We removed what seemed to us tons of rock. About noon, just as we were thinking rather dispiritedly of knocking off work for a lunch–which in our early morning eagerness we had forgotten to bring–Johnny turned up a shovelful whose lower third consisted of the pulverized bluish clay. We promptly forgot both lunch and our own weariness.
“Hey!” shouted our friend, scrambling from his own claim. “Easy with the rocks! What are you conducting here? a volcano?” He peered down at us. “Pay dirt, hey? Well, take it easy; it won’t run away!”
Take it easy! As well ask us to quit entirely! We tore at the rubble, which aggravatingly and obstinately cascaded down upon us from the sides; we scraped eagerly for more of that blue clay; at last we had filled our three pans with a rather mixed lot of the dirt, and raced to the river. Johnny fell over a boulder and scattered his panful far and wide. His manner of scuttling back to the hole after more reminded me irresistibly of the way a contestant in a candle race hurries back to the starting point to get his candle relighted.

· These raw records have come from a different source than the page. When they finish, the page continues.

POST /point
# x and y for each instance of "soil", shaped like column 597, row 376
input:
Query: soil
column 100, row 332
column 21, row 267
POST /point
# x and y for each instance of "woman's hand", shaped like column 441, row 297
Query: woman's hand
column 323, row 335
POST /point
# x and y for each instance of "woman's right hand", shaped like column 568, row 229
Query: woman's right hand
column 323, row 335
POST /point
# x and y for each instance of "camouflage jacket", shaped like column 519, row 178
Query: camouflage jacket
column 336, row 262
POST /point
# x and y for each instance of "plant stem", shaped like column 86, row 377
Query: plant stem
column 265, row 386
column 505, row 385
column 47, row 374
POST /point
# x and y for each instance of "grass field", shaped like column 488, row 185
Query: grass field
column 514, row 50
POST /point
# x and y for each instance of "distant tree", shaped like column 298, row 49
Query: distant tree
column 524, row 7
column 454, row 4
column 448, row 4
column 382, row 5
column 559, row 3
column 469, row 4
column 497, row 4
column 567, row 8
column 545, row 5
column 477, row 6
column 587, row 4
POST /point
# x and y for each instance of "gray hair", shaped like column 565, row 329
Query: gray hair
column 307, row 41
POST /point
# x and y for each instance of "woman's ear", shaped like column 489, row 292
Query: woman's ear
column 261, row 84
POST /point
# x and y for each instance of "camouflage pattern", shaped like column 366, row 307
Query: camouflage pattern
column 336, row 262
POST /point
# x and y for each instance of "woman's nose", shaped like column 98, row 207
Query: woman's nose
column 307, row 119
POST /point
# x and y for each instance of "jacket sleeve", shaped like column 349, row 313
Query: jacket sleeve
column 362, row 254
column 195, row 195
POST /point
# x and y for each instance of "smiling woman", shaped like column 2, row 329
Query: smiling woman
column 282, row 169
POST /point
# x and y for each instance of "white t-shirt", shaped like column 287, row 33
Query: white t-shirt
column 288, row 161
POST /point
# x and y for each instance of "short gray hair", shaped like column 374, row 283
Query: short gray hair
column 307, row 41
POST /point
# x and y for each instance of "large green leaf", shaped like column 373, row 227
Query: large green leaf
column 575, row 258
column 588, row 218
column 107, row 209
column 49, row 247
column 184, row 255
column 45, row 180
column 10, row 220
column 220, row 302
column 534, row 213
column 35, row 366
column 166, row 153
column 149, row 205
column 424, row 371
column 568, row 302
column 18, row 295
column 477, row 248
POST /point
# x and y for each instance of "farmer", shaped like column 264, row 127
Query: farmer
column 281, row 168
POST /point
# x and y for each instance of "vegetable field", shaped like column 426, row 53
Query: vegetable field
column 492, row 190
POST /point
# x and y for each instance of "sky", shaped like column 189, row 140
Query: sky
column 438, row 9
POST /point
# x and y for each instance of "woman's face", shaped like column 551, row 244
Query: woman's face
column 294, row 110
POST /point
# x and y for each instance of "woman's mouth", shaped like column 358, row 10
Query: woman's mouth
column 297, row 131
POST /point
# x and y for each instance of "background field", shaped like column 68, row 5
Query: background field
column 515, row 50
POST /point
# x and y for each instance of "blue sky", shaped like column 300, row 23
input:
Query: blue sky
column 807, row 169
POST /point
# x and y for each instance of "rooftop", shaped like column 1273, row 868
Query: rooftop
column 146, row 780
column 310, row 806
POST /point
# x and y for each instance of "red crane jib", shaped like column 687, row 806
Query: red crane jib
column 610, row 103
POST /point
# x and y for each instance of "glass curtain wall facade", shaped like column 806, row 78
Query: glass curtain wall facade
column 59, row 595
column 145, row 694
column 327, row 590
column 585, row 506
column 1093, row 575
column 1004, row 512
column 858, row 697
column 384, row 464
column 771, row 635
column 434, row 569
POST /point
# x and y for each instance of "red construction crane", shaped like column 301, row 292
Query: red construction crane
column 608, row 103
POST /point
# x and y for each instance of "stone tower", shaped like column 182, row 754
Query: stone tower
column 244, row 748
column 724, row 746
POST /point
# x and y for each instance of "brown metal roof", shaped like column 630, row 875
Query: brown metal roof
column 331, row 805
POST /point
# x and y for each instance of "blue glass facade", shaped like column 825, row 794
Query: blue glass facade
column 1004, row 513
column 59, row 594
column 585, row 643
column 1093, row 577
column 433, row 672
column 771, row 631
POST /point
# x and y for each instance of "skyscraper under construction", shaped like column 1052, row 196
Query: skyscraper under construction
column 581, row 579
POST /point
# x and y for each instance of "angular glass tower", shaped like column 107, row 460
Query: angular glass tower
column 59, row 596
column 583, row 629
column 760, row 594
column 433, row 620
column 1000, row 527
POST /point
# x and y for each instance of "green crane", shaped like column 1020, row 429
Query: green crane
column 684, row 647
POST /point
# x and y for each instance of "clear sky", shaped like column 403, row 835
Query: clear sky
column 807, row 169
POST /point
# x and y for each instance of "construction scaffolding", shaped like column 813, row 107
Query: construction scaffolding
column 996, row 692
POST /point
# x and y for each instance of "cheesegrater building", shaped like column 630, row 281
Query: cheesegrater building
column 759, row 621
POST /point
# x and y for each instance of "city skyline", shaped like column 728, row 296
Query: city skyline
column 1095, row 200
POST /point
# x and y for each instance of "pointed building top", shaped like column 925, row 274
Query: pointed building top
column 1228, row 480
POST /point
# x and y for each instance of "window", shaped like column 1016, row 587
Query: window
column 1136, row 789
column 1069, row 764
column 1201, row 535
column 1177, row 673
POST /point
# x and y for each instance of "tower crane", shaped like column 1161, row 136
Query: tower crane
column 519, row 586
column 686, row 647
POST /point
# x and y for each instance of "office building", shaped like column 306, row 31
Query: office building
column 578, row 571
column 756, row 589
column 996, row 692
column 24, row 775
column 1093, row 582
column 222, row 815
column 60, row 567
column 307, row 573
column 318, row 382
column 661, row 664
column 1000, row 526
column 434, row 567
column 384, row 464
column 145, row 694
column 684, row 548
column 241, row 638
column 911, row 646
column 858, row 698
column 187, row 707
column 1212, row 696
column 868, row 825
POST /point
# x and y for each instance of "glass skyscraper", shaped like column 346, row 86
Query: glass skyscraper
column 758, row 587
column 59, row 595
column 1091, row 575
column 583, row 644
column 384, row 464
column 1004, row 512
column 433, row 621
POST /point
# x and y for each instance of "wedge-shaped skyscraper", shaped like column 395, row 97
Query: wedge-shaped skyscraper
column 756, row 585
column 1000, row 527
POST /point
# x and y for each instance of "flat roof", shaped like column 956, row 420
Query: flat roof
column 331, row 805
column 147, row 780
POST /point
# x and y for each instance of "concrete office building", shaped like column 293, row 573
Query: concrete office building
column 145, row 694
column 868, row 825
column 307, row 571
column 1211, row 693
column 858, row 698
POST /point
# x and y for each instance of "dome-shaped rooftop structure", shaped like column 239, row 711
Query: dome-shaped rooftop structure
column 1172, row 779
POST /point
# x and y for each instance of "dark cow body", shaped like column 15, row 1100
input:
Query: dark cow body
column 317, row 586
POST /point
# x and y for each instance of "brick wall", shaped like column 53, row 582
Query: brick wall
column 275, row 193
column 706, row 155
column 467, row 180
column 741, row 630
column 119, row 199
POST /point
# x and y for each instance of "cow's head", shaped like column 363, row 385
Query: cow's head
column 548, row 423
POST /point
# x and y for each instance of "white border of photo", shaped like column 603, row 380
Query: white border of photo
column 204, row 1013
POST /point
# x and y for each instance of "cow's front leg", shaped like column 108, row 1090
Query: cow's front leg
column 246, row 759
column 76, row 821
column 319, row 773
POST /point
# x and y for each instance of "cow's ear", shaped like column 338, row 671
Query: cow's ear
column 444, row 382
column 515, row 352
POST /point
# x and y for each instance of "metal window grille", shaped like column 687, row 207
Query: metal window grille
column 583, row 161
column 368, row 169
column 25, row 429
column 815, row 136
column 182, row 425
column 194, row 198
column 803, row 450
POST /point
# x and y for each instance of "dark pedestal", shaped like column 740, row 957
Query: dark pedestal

We panned that dirt clumsily and hastily enough; and undoubtedly lost much valuable sand overside; but we ended each with a string of colour. We crowded together comparing our “pans.” Then we went crazy. I suppose 166 we had about a quarter of a dollar’s worth of gold between us, but that was not the point. The long journey with all its hardships and adventures, the toil, the uncertainty, the hopes, the disappointments and reactions had at last their visible tangible conclusion. The tiny flecks of gold were a symbol. We yapped aloud, we kicked up our heels, we shook hands, we finally joined hands and danced around and around.
From all sides the miners came running up, dropping their tools with a clatter. We were assailed by a chorus of eager cries.
“What is it, boys?” “A strike?” “Whereabouts is your claim?” “Is it ‘flour’ or ‘flake’?” “Let’s see!”
They crowded around in a dense mob, and those nearest jostled to get a glimpse of our pans. Suddenly sobered by this interest in our doings, we would have edged away could we have got hold of our implements.
“Wall, I’ll be durned!” snorted a tall state of Maine man in disgust. “This ain’t no strike! This is an insane asylum.”
The news slowly penetrated the crowd. A roar of laughter went up. Most of the men were hugely amused; but some few were so disgusted at having been fooled that they were almost inclined to take it as a personal affront that we had not made the expected “strike.”